I have so many, but mostly that it supports my mental health and well being, and it’s a means for me to challenge myself. I have a lot of anxiety, but going for runs lets me clear my mind. I run without music so I have a chance to be with my thoughts, and work through whatever is going on in my head. Speed work is a great way for me to focus on a physical challenge, and it's a good technique for being totally present in that moment - it can be very mentally freeing! Runners tend to put so much focus on the race, they forget to realise how much progress is made during the training they put in to get there. With all the recent race cancellations, it’s so important to remember this. 2. You work a busy day job alongside training - how do you make sure you get everything done, and get enough sleep?!
I won't lie, it's pretty tough! I do all my weekday runs in the mornings, at around 5:30am, then head straight to work at 9. I’ll sometimes go to a strength class after work, then head home for dinner with my very understanding partner Jeremey, who does join me for some runs. Sleep is such a priority, so I try to get to bed by 9:30pm so I get a solid 8 hours. On weekends I try to have a slower morning before I hit the trails, sometimes for several hours. I’m not sure how, but all the normal non-running stuff magically happens in there somewhere!3. Do you have a favourite route to run solo?
Because I’m out so early in the mornings, I make sure I run where I feel safe and someone knows where I’m going, and it's the same in the trails. I love running alone in the forest, but I always make sure to give someone my trip plan, and I’m prepared in case something happens. A safety text along the way never hurts either! One of my favourite weekend solo routes is a loop through Pacific Spirit Park, making sure to include a couple of little climbs up and down the canyons on the north side of the park. 4. Women are really crushing the trail racing scene right now - what do you think has changed?
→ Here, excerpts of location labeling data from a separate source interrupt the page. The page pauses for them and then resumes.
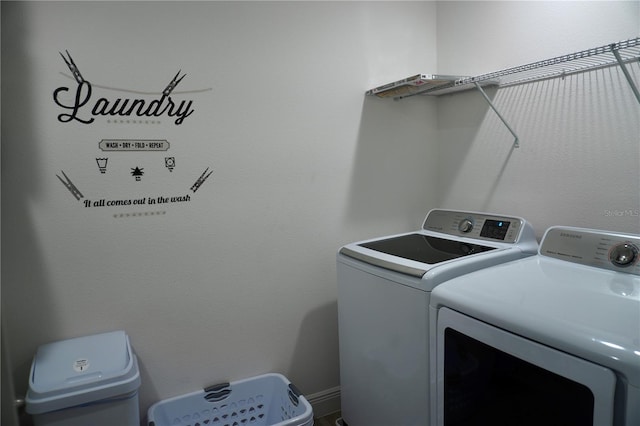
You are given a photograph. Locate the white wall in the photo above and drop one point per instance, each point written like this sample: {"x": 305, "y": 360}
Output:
{"x": 579, "y": 160}
{"x": 240, "y": 280}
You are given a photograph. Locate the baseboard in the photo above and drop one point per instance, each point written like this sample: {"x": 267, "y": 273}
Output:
{"x": 325, "y": 402}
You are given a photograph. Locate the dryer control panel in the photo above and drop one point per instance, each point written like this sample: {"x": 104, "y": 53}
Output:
{"x": 609, "y": 250}
{"x": 481, "y": 226}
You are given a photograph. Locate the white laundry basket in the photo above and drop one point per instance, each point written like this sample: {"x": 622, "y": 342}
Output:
{"x": 90, "y": 380}
{"x": 266, "y": 400}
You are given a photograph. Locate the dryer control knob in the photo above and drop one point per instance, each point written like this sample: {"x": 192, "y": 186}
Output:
{"x": 465, "y": 225}
{"x": 623, "y": 255}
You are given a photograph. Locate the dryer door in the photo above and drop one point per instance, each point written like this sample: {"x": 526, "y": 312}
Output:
{"x": 487, "y": 376}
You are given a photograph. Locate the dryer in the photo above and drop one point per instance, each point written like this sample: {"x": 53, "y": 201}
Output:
{"x": 550, "y": 339}
{"x": 384, "y": 286}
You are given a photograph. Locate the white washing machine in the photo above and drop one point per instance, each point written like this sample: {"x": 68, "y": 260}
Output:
{"x": 384, "y": 286}
{"x": 552, "y": 339}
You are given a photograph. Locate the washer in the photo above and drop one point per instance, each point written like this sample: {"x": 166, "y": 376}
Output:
{"x": 550, "y": 339}
{"x": 384, "y": 286}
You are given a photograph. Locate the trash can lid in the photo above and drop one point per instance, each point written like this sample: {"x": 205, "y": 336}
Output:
{"x": 81, "y": 370}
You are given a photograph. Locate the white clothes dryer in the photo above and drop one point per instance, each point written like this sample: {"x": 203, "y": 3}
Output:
{"x": 384, "y": 286}
{"x": 552, "y": 339}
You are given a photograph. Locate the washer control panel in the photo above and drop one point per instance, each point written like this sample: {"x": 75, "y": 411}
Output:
{"x": 602, "y": 249}
{"x": 480, "y": 226}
Trail running has become increasingly popular, and there are so many strong women competing now. Many of them have been crushing it on the trail scene for a while, so to me it doesn't feel like much has changed, but women are finally starting to get the recognition they deserve in this sport - it was so great to see the start line of Transgrancanaria filled with women! 5. What do you do to try and stay injury free?
I really value rest days (normally on a Monday) and giving the body a chance to recover before putting it through another intense week. I try to do 2-3 strength sessions per week - a strong core is crucial for running! Sleep and nutrition are super important too; I'm putting my body through so much day after day, I can’t assume that it's just going to continue to perform if i don't care for it properly.